The next night was Fire Shut Up In My Bones, which I had seen twice already but never live. (The Metropolitan Opera occasionally simulcasts operas to movie theaters across the country and while it is a somewhat clunky event, it is also a much less expensive ticket to the Met than otherwise available, especially if you don’t live in New York City.) I don’t quite know how to write about something I am an uncritical fan of; it happens so rarely. This is an opera (a genre I have no educational background in) based on a memoir (a genre I roll my eyes at) and just sitting here now thinking about it again, I’m near tears. It’s simply that way with art when it is truly fine, and why ultimately when I criticize something, it’s because I am wanting it to attain this place. To construct a framework so that the audience may sense the mirrored door within the self, so that the relation between one and all the rest–the living and those who were once alive–can be felt. Fire Shut Up In My Bones opens that door for me.


Finally came Carmen. Yes, back to The Met, which felt decadent (as, I’m confident, it is designed to feel), and if anyone is interested in becoming my patron so I can write about theater in New York City more regularly, consider me very available

(If anyone is running a carpet installation business, consider studying whatever was used underneath the carpeting at The Metropolitan Opera House for the top of your range. I think I sank a quarter of an inch every time I took a step. Anyone who wears high heels to The Met must be getting the glute workout of a lifetime.)

I guess normally Carmen is about a wanton woman who drives a man crazy by refusing to marry him and doing all kinds of sexy antics and being uncontrollable and…yeah I can’t even get the whole description out. But apparently, that is the frame! For over a hundred years, this has been Carmen, and people were just…okay with that! I guess opera-goers were very late to develop critical thinking skills (see also: still putting Turandot on stage…I’ve sat through it. Yikes.) but eventually people decided perhaps one could look at things from the titular character’s point of view. So!

The Met’s revival of Carmen is about a modern Chicana factory worker in a border town who is just living her life, hanging out with her friends, her frienemies, etc, sometimes getting in fights, but all in all making it work. And then a border guard gets it into his head that he’s in love with her. She goes with that for a while to get out of a detention facility, but then she can never manage to ditch the guy. He refuses to let go, escalating and stalking her, even after she and her girlfriends cross the border and she starts dating a rodeo star. She refuses him to his face once more and he murders her.

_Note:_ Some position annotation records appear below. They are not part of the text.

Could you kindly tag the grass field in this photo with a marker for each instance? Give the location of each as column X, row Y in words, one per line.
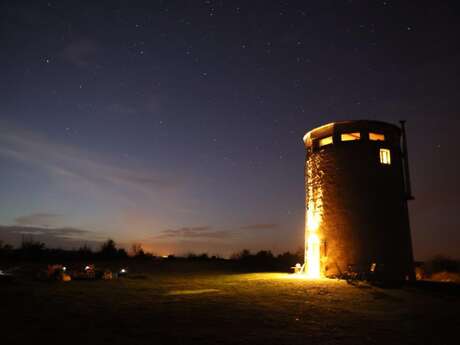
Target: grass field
column 223, row 308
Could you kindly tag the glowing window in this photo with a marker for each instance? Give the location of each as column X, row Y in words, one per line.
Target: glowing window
column 325, row 141
column 376, row 137
column 385, row 156
column 350, row 136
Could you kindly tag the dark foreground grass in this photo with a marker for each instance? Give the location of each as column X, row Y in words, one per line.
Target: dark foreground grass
column 212, row 308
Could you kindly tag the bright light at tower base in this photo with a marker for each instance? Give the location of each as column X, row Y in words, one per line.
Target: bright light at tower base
column 313, row 269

And it was so good and so much fun! This felt like the “thoughtful, relevant” update that I hear producers claim they’ve always given shows, but this one worked. It still had so many “big” moments, but they felt very grounded…yet still delivering the spectacle The Met demands. (I could practically feel the class divide in the audience as the story progressed and it sank in that yes, we would be watching people sing in jeans the entire time. Which ruuuuuled. It’s not like the stage wasn’t still full of incredible set pieces and lots of stuff that I am sure has never been at The Met before (eg: an 18-wheeler full of people dancing), it’s just also not Old And Racist so that may have felt alarmingly nontraditional for some of the audience. Maybe I’m being ungenerous! I’m so into this Carmen’s butterfly knife and cowboy boots, though.) 

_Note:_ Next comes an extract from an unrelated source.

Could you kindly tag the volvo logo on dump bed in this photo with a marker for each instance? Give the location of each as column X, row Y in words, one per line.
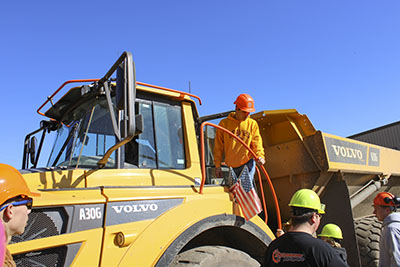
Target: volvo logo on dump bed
column 135, row 208
column 348, row 152
column 133, row 211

I also stopped by the Whitney Biennial while I was in town, but I took no notes (like a fool) and it’s been months so I genuinely couldn’t tell you who made what or what felt memorable. I recall spending a luxurious amount of time in assorted chairs watching interviews of queer elders talk about their sex lives, and watching a lengthy neon sign with “Free Palestine” hidden in it in flickering letters. 

(Watching people notice that one and point it out to each other, and then react to the statement together, was a different art exhibit: the cold American heart. I would say I’ve seldom felt more lonely but that is a lie. It is if not a daily effort then a weekly one to find the humanity in the inhumane behavior of others. To continue to feel among. This has been the main work of the past five or so years for me. It does not get easier.)